16.10 - COUNT DISTINCT Performance Improvement - Teradata Database

Teradata Database Release Summary

prodname
Teradata Database
vrm_release
16.10
created_date
June 2017
category
Release Notes
featnum
B035-1098-161K

Teradata Database now processes single or multiple instances of COUNT DISTINCT, common in tactical queries, more efficiently. Release 16.00 processes multiple count distinct operations in fewer steps. EXPLAIN text has been modified to differentiate aggregate steps that combine aggregate and DISTINCT operations by indicating the number of distinct and non-distinct aggregates that would be processed by the SUM step.
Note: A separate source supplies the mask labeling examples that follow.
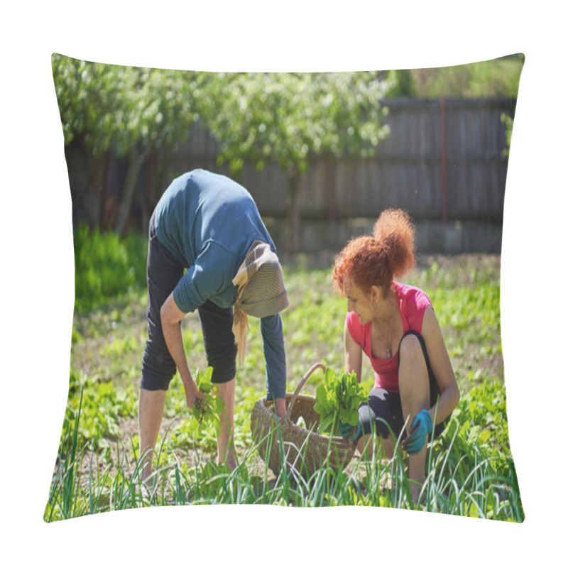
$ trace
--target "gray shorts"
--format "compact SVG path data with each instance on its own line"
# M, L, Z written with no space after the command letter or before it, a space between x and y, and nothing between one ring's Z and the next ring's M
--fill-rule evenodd
M175 374L175 364L165 344L160 310L183 276L187 267L180 264L158 241L154 215L148 227L148 339L142 359L140 386L148 390L167 390ZM235 376L236 345L233 334L233 308L219 307L207 300L199 310L200 322L207 358L213 367L212 382L226 383Z

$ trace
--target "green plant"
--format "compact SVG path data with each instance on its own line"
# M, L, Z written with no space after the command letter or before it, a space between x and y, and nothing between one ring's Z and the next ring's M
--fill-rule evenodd
M343 371L338 376L329 367L326 368L323 383L316 390L314 405L320 415L319 431L337 435L340 422L356 426L359 405L366 398L366 390L354 372Z

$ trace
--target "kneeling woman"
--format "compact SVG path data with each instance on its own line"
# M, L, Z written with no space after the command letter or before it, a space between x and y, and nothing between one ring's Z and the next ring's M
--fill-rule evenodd
M412 222L400 209L387 209L375 224L372 237L354 239L339 253L333 283L348 301L345 370L354 371L361 381L364 353L375 371L368 403L359 408L356 432L344 427L344 435L351 436L363 453L374 432L390 457L396 439L389 427L395 438L402 432L416 501L425 479L429 437L443 430L459 391L430 298L393 280L414 265Z

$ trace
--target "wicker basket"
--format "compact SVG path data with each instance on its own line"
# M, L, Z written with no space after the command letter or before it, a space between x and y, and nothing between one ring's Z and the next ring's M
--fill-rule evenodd
M317 368L325 370L317 363L306 373L293 394L286 395L286 414L277 418L272 401L258 400L251 415L251 431L258 453L271 471L278 476L282 457L285 457L288 471L297 471L305 479L323 466L334 471L342 470L353 457L355 444L339 437L317 433L320 415L314 410L315 398L300 395L310 376ZM302 417L306 428L297 425Z

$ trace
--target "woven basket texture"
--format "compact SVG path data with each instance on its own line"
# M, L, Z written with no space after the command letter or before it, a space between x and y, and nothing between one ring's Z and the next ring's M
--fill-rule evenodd
M353 457L355 445L337 436L317 433L320 415L314 410L315 398L299 393L317 364L300 382L295 393L286 395L286 415L277 418L273 403L261 398L256 401L251 415L251 431L258 453L271 471L278 476L283 457L288 471L298 472L305 479L322 466L334 471L344 469ZM324 367L323 367L324 368ZM300 418L306 427L298 425Z

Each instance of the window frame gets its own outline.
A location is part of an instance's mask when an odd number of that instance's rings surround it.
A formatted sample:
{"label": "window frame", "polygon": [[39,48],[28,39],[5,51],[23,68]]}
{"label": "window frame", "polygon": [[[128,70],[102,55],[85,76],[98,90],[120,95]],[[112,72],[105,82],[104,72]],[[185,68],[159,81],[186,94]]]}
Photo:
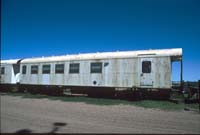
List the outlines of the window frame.
{"label": "window frame", "polygon": [[[47,67],[48,67],[48,70],[45,69]],[[44,64],[44,65],[42,65],[42,74],[50,74],[50,73],[51,73],[51,64]]]}
{"label": "window frame", "polygon": [[[2,70],[2,69],[3,69],[3,70]],[[1,75],[4,75],[4,74],[5,74],[5,70],[6,70],[5,67],[1,67]]]}
{"label": "window frame", "polygon": [[[63,66],[62,70],[58,69],[58,67],[61,66],[61,65]],[[65,64],[55,64],[55,74],[64,74],[64,73],[65,73]]]}
{"label": "window frame", "polygon": [[[37,72],[33,72],[34,70],[33,70],[33,67],[37,67]],[[39,66],[38,65],[31,65],[31,74],[38,74],[39,73]]]}
{"label": "window frame", "polygon": [[[98,66],[100,67],[98,69]],[[96,69],[95,69],[96,68]],[[91,74],[101,74],[103,71],[103,63],[102,62],[91,62],[90,63],[90,73]]]}
{"label": "window frame", "polygon": [[27,66],[23,65],[22,66],[22,74],[24,75],[24,74],[26,74],[26,72],[27,72]]}
{"label": "window frame", "polygon": [[152,72],[151,63],[152,62],[150,60],[142,61],[142,73],[149,74]]}
{"label": "window frame", "polygon": [[69,64],[69,74],[79,74],[79,72],[80,72],[80,63]]}

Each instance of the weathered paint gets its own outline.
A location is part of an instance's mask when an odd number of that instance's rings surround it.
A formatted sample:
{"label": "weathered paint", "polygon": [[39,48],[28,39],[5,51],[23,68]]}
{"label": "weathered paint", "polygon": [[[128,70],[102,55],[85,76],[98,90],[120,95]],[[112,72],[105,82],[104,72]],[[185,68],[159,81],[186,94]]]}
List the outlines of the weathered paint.
{"label": "weathered paint", "polygon": [[5,67],[5,73],[1,74],[2,84],[16,84],[20,81],[20,74],[14,74],[13,64],[16,64],[16,60],[4,60],[1,61],[1,67]]}
{"label": "weathered paint", "polygon": [[[20,71],[22,72],[22,66],[26,65],[27,73],[21,74],[20,83],[95,87],[171,88],[171,62],[172,60],[179,60],[179,57],[182,56],[181,49],[172,49],[171,51],[170,49],[136,51],[131,54],[132,52],[128,51],[127,54],[125,52],[117,52],[24,59],[21,61]],[[120,55],[122,56],[120,57]],[[80,56],[83,56],[83,58]],[[152,62],[151,73],[142,73],[143,60],[150,60]],[[102,62],[102,73],[90,73],[90,63],[92,62]],[[70,63],[80,64],[79,74],[69,73]],[[42,74],[42,65],[44,64],[51,65],[50,74]],[[65,64],[64,74],[55,74],[55,64]],[[31,74],[31,65],[39,66],[38,74]]]}
{"label": "weathered paint", "polygon": [[[151,60],[151,73],[141,73],[141,62],[143,60]],[[27,65],[27,74],[21,75],[21,83],[97,87],[171,87],[171,63],[169,57],[98,60],[98,62],[103,63],[102,73],[90,73],[91,62],[97,61],[76,61],[76,63],[80,63],[79,74],[69,73],[70,61],[45,63],[51,65],[50,74],[42,74],[42,63],[39,64],[38,74],[30,74],[32,64],[22,64],[21,68],[23,65]],[[65,64],[64,74],[55,74],[55,64],[61,63]],[[106,65],[104,66],[105,63]],[[146,85],[142,83],[146,83]]]}

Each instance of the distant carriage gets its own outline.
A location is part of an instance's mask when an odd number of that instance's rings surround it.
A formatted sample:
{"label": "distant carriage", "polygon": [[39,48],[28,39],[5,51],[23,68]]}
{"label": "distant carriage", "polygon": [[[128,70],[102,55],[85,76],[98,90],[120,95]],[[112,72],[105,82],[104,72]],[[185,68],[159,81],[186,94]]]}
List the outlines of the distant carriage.
{"label": "distant carriage", "polygon": [[18,84],[21,91],[50,93],[70,89],[89,95],[114,96],[125,91],[168,94],[174,61],[182,63],[181,48],[2,60],[1,86]]}

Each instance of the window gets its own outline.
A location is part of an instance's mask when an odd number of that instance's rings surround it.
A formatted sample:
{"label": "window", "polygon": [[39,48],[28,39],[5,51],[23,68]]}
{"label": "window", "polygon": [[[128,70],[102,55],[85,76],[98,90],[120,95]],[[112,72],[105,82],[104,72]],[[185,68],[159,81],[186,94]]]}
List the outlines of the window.
{"label": "window", "polygon": [[50,65],[43,65],[42,66],[42,73],[43,74],[50,74],[51,72],[51,66]]}
{"label": "window", "polygon": [[142,62],[142,73],[151,73],[151,61]]}
{"label": "window", "polygon": [[19,73],[20,70],[20,64],[13,64],[14,74],[16,75]]}
{"label": "window", "polygon": [[102,63],[101,62],[91,63],[90,72],[91,73],[102,73]]}
{"label": "window", "polygon": [[31,74],[38,74],[38,66],[37,65],[31,66]]}
{"label": "window", "polygon": [[79,63],[69,64],[69,73],[79,73]]}
{"label": "window", "polygon": [[56,64],[56,74],[63,74],[64,73],[64,64]]}
{"label": "window", "polygon": [[1,74],[5,74],[5,67],[1,67]]}
{"label": "window", "polygon": [[26,66],[22,66],[22,74],[26,74]]}

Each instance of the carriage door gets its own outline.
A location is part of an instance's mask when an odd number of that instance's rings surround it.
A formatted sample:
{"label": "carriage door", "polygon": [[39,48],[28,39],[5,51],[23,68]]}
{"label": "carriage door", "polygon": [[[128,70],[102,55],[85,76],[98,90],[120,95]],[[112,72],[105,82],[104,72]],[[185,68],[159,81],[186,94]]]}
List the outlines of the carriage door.
{"label": "carriage door", "polygon": [[139,80],[141,87],[153,87],[153,59],[139,58]]}

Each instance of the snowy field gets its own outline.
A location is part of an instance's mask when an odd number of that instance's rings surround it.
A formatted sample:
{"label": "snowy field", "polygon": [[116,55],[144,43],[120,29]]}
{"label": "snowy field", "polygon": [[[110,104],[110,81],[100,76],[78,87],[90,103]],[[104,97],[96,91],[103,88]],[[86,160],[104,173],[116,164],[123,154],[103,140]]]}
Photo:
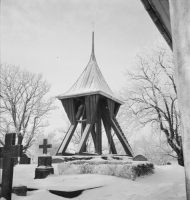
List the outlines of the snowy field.
{"label": "snowy field", "polygon": [[48,190],[84,191],[73,200],[185,200],[185,178],[183,167],[178,165],[155,166],[155,173],[149,176],[130,179],[114,176],[84,174],[58,175],[34,180],[36,165],[18,165],[14,168],[13,185],[26,185],[39,190],[27,192],[26,197],[12,195],[13,200],[63,200],[67,199],[50,193]]}

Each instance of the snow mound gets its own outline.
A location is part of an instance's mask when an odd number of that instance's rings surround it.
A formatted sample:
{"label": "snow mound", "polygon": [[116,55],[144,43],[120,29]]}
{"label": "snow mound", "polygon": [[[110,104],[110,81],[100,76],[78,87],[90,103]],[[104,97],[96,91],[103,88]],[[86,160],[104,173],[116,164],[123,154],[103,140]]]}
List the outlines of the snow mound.
{"label": "snow mound", "polygon": [[128,162],[114,160],[102,160],[94,158],[92,160],[76,160],[62,162],[58,164],[59,175],[76,174],[101,174],[123,177],[135,180],[139,176],[154,173],[154,165],[149,162]]}

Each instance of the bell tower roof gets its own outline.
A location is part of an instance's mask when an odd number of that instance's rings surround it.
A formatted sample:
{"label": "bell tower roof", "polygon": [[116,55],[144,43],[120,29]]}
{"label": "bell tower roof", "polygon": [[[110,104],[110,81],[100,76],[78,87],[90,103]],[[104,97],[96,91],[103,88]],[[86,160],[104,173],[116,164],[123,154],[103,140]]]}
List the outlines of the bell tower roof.
{"label": "bell tower roof", "polygon": [[61,100],[92,94],[100,94],[119,104],[123,104],[109,88],[96,62],[94,53],[94,31],[92,32],[92,52],[88,65],[74,85],[66,93],[57,96],[57,98]]}

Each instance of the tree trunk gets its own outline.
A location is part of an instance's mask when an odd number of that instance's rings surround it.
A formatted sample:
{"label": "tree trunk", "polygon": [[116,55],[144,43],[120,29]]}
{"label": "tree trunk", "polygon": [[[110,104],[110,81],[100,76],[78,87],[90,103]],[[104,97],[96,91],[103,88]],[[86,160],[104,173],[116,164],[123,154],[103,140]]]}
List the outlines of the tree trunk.
{"label": "tree trunk", "polygon": [[190,1],[170,0],[178,102],[182,122],[182,143],[187,200],[190,200]]}

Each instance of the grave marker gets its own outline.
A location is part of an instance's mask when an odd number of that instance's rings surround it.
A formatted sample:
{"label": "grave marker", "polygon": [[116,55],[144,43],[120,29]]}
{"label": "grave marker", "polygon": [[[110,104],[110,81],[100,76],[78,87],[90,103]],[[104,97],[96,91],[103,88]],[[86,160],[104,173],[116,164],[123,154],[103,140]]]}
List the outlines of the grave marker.
{"label": "grave marker", "polygon": [[40,148],[40,149],[43,149],[43,154],[47,154],[47,149],[48,149],[48,148],[51,148],[51,147],[52,147],[52,145],[51,145],[51,144],[48,144],[47,139],[44,139],[44,140],[43,140],[43,144],[42,144],[42,145],[39,145],[39,148]]}
{"label": "grave marker", "polygon": [[3,158],[2,197],[11,200],[14,158],[22,154],[22,145],[15,145],[15,133],[5,135],[5,146],[0,148],[0,157]]}
{"label": "grave marker", "polygon": [[52,167],[52,157],[47,155],[47,148],[51,148],[52,145],[48,144],[47,139],[43,140],[43,145],[39,145],[39,148],[43,148],[43,155],[38,157],[38,166],[35,170],[35,179],[46,178],[50,174],[54,174]]}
MINIMUM DISTINCT and MAXIMUM DISTINCT operations are processed as a MINIMUM DISTINCT or a MAXIMUM DISTINCT non-distinct aggregate. This methodology also enables query processing with a reduced number of steps, and when specified with COUNT DISTINCT, these operations are processed by using the multi-distinct aggregate SUM as a non-distinct aggregate.

Benefits

The primary benefit of this feature is improved performance of queries that use COUNT DISTINCT syntax.

Considerations

The processing of the COUNT DISTINCT SUM step aggregate cache is now more sensitive to optimizer estimations, so we strongly recommend that you take the following actions:
  • Collect statistics on the anticipated GROUP BY values.
  • If possible, also collect statistics on the distinct expressions.
Collecting these statistics helps the Optimizer to plan the execution of the COUNT DISTINCT aggregation step with the correct set of resource allocations for optimal performance.

Additional Information

For more information on performance improvements for COUNT DISTINCT operations, see Teradata® Database SQL Request and Transaction Processing, B035-1142.